Modeling of geometrically complex structures for discretisation methods (FEM, BEM)

Project: Research project

Project Details

Description

For the static analysis of complex structures (components assembled to a structure) we must have a complete geometrical representation of the real body. There are three possibilities to model a three-dimensional body - the wireframe model, the surface model and the volume model. Wireframe-Models are only composed of points and edges, without a connection between the modelled edges and the surfaces. To get a surface model you have to describe a body by its bounding surfaces. The volume model describes the shape of a body in a mathematically exact way and therefore you can get, if required for the static analysis, any information from the inside of the body.

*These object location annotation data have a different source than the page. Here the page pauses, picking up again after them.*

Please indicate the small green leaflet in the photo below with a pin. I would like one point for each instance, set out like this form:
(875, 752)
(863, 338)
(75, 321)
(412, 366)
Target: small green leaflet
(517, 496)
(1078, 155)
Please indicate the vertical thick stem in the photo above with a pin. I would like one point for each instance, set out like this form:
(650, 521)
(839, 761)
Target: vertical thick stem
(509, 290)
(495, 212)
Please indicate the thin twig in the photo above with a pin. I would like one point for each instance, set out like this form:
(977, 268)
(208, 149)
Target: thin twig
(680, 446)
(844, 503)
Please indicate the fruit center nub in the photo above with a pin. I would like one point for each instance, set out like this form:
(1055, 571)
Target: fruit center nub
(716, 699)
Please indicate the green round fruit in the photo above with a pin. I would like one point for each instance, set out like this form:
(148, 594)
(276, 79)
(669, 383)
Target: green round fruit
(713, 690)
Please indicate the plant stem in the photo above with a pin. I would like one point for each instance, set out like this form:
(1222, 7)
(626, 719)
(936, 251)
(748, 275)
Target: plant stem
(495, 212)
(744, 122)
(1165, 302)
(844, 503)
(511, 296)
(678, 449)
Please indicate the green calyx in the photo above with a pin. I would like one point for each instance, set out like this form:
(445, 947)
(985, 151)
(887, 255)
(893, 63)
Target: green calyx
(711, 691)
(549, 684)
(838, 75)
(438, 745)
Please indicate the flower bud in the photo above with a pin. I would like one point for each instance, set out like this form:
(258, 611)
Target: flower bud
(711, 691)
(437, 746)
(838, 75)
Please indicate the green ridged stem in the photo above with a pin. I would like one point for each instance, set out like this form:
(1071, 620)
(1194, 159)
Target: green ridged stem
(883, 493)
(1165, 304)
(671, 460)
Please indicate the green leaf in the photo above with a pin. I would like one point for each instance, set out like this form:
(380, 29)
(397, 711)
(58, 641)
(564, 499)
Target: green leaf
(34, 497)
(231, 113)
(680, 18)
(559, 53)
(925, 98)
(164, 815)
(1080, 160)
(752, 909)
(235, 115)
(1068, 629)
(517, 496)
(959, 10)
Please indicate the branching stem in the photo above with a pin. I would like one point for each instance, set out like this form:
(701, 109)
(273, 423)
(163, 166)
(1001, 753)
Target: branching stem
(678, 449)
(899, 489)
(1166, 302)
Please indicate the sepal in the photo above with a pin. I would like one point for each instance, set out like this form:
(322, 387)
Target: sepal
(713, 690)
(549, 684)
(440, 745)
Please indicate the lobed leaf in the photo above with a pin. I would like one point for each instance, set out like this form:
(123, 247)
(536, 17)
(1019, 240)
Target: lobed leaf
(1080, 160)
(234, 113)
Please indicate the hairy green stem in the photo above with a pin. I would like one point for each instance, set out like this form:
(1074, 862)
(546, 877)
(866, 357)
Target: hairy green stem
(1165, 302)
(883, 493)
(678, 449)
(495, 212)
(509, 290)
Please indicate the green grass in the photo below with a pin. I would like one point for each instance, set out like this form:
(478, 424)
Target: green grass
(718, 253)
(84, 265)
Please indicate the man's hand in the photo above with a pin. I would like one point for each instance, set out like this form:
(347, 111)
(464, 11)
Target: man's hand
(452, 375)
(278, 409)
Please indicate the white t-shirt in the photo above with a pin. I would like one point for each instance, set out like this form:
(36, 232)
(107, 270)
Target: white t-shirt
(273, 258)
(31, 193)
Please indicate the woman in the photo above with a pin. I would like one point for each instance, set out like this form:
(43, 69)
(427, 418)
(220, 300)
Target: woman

The computer-internal representation of a volume model can be archived in different ways: * Direct representation of the volume (e.g. Spatial Enumeration, Spatial Subdivision, Constructive Solid Geometry, Primitive-Instantiation, Sweeping-Model). * Indirect representation - the volume is described by surfaces with neighbourhood relationships (e.g. BRep - Boundary Representation, Triangulation). To balance the pro and cons of the different models, it is necessary to use some of these representations in a modelling system (hybrid models) simultanously. Hence, it is necessary to transform objects from one representation into another. This is not easy and sometimes it is not possible at all. For the static analysis the geometric model is sometimes insufficient. Additional information about the load and material properties as well as the building history is required. In this work an accurate data structure will be developed, and an implemention in a modelling-system for tunneling will be tested.